Appena arrivati incontriamo Satoshi (il ragazzo della Towntone Records, che
ha organizzato il tour) e Mirko, che era arrivato il giorno prima. Subito
dopo aver mangiato una cosa veloce, andiamo verso Yamagata, città a
nord di Tokyo, dove suoneremo l'indomani.
Yamagata: Yamagata è la città più a nord che vedremo,
è la città d'origine di Satoshi…. Città non molto
grande, vicina a Yamadera, zona di templi, incantevole e poetica, dove passiamo
tutta la mattinata, il locale della data si chiama Sandinista, piccolo club,
molto raffinato, prima di noi 3 gruppi tra cui gli Shift gruppo molto interessante
hard-core, post-punk, il loro live è molto intenso.
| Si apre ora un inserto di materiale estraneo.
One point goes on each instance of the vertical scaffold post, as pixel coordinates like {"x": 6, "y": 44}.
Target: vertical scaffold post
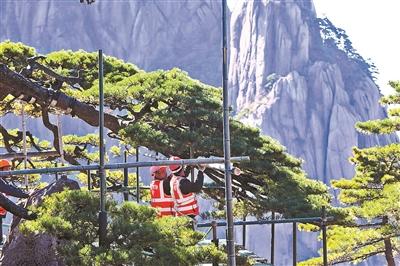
{"x": 102, "y": 213}
{"x": 272, "y": 238}
{"x": 126, "y": 176}
{"x": 215, "y": 239}
{"x": 24, "y": 145}
{"x": 244, "y": 232}
{"x": 227, "y": 149}
{"x": 191, "y": 168}
{"x": 1, "y": 230}
{"x": 294, "y": 244}
{"x": 137, "y": 177}
{"x": 60, "y": 141}
{"x": 56, "y": 175}
{"x": 324, "y": 244}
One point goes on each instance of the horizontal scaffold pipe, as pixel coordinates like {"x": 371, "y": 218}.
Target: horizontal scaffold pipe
{"x": 76, "y": 168}
{"x": 279, "y": 221}
{"x": 21, "y": 155}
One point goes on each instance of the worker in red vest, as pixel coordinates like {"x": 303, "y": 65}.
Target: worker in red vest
{"x": 159, "y": 200}
{"x": 7, "y": 188}
{"x": 182, "y": 190}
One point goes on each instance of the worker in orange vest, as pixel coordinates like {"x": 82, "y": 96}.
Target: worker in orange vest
{"x": 159, "y": 200}
{"x": 7, "y": 188}
{"x": 182, "y": 190}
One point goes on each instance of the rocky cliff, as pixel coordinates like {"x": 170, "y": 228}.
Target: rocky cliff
{"x": 299, "y": 79}
{"x": 152, "y": 34}
{"x": 294, "y": 76}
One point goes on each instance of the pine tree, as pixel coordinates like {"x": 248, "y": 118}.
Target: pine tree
{"x": 165, "y": 111}
{"x": 371, "y": 198}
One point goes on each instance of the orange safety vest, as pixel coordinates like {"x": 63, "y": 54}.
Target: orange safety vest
{"x": 161, "y": 201}
{"x": 185, "y": 204}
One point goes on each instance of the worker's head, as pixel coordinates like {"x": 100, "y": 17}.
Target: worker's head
{"x": 158, "y": 172}
{"x": 5, "y": 165}
{"x": 177, "y": 169}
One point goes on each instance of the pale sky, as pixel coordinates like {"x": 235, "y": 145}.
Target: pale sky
{"x": 372, "y": 27}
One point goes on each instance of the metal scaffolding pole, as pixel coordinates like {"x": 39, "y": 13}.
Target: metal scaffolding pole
{"x": 60, "y": 141}
{"x": 122, "y": 165}
{"x": 137, "y": 176}
{"x": 227, "y": 146}
{"x": 24, "y": 145}
{"x": 102, "y": 213}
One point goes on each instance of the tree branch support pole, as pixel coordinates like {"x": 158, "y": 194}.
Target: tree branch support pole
{"x": 60, "y": 141}
{"x": 324, "y": 243}
{"x": 272, "y": 238}
{"x": 24, "y": 148}
{"x": 294, "y": 244}
{"x": 227, "y": 149}
{"x": 102, "y": 213}
{"x": 215, "y": 239}
{"x": 137, "y": 177}
{"x": 126, "y": 176}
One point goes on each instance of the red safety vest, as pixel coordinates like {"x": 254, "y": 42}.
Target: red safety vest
{"x": 185, "y": 204}
{"x": 161, "y": 201}
{"x": 3, "y": 212}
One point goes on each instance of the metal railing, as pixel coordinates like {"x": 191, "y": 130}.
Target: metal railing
{"x": 322, "y": 221}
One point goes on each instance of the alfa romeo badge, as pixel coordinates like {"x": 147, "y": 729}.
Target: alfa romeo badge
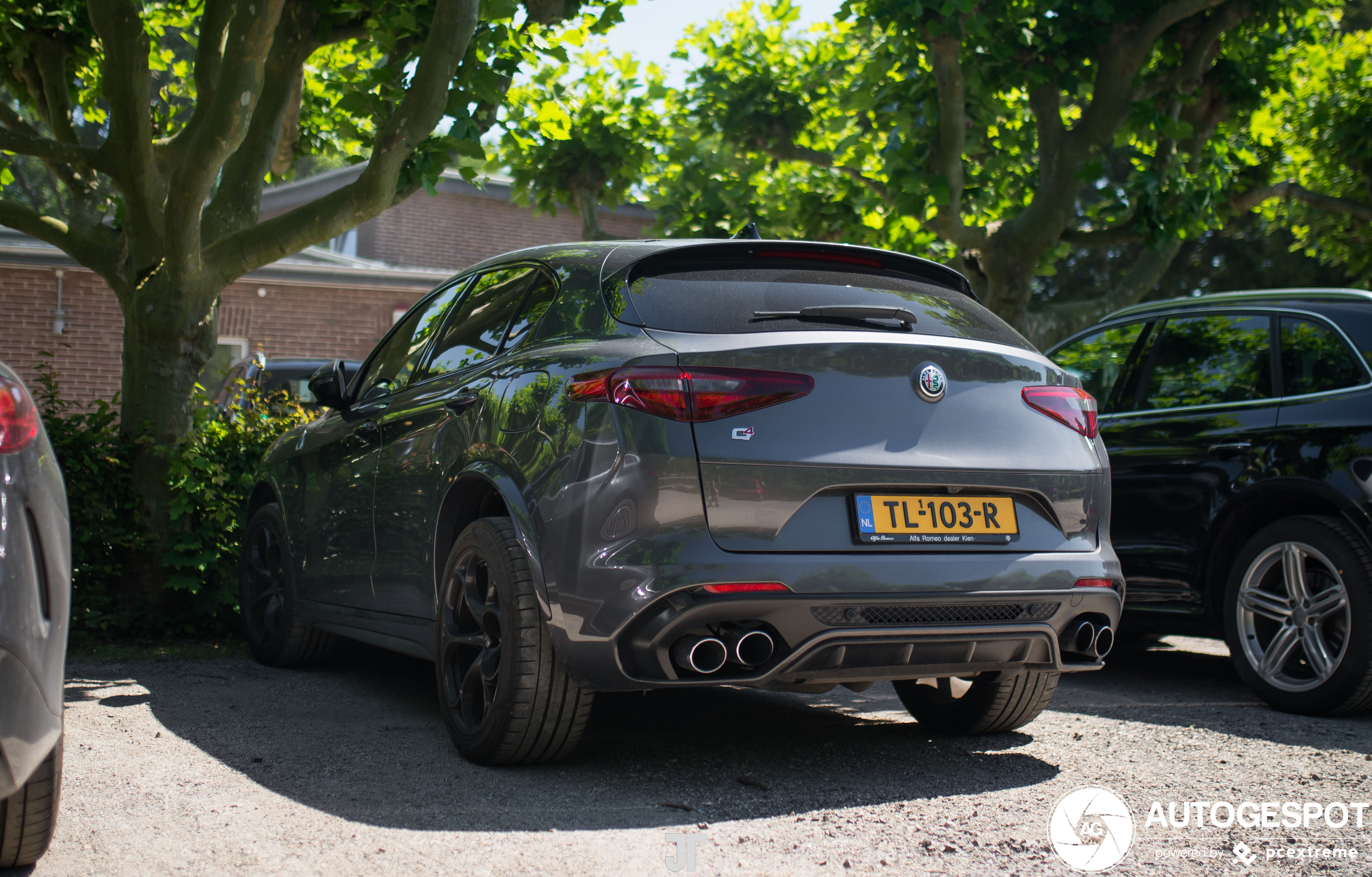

Tocca a noi, è
la prima data, siamo un po' stanchi e molto sfasati. Il concerto non riesce
a decollare, rimane un po' confuso... Finito il concerto andiamo a bere insieme
agli Shift e la serata prende una piega .... alcolica !!
Torniamo in albergo, e cerchiamo di capire cosa migliorare del Live ecc...
Tokyo: arriviamo finalmente a Tokyo, Shibuya, zona dove sono concentrate il
maggior numero di persone, locali, ecc…. rimaniamo allucinati dal numero
di persone, luci, colori e suoni…. La location è stavolta un
bar-cafè l'O-Nest, posto piccolino, al terzo piano di un palazzo in
centro, molto intimo e raccolto… (la data all'O-Nest è stata
organizzata dal negozio di dischi Warszawa).
Prima di noi 2 concerti tra cui il solo di Tetuzi Akiyama, con un concerto
molto silenzioso.... e un duetto italo-nipponico, con Anthony Guerra e Hisato
Higuchi che fanno un 30 minuti di minimal blues, non distante da sonorità
alla Mazzacane Connors. È il nostro turno, per noi il tour inizia qui,
dopo la prima data un po' titubante sentiamo il bisogno di partire col piede
giusto, e sarà così. L'atmosfera è bellissima, molto
calda ed intima, il nostro è un concerto molto ispirato, avendo apportato
delle sostanziali modifiche alla scaletta, che poi sarà quella che
suoneremo anche nei successivi concerti. Bellissimo concerto e abbiamo anche
modo di incontrare parecchie persone interessate e curiose, sia rispetto al
nostro progetto sia rispetto alle nostre produzioni. Si fa tardi, e dopo qualche
birra scappiamo verso la metro per andare in albergo, che nel frattempo sta
chiudendo !!
Nagoya: andiamo a Nagoya, città a 2 ore circa da Tokyo, che è
molto industriale non ci colpisce particolarmente. Il locale dove suoneremo
invece è bellissimo, tra i più belli dove abbiamo suonato. Si
chiama KD Japon ed è tutto in legno, si sviluppa in altezza, piccolino,
senza palco.
Prima di noi suonano 3 gruppi, ma questa volta non riusciamo a sentirli. Il
nostro concerto è molto preciso e concentrato, l'atmosfera è
molto intima e raccolta…. Molto bello, tra i migliori.
A fine concerto andiamo a cena… dove rimaniamo sorpresi dal mangiare
del pollo crudo, che si rivelerà buonissimo!!
Osaka: la quarta data è ad Osaka, seconda città per grandezza
del Giappone, molto bella, prima del check abbiamo un po' di tempo, e decidiamo
di andare all'acquario di Osaka, a vedere pinguini, meduse... e bradipi..
che ci rilassano un poco dopo 4 gironi di continui spostamenti senza tregua.
Il locale è il Bears, di proprietà di un membro dei Boredoms,
un piccolo club dall'atmosfera molto rock. Conosciamo subito i Cyberne, gruppo
che suonerà con noi anche a Kobe, e che ci ospiterà a casa loro
a Kyoto. Con loro si istaurerà un bellissimo rapporto. Il nostro live
è sul livello degli altri due precedenti, bello, ma l'atmosfera de
Locale è molto più rock della nostra musica... i Cynerne fanno
un live molto fisico, un misto tra metal e hard-core… ricordano a tratti
i primi Colossamite, ma sono più classici. Dopo il concerto andiamo
a cena con gli altri gruppi ed altre persone di Osaka, la serata è
bellissima, la più bella per quanto riguarda il lato sociale del tour….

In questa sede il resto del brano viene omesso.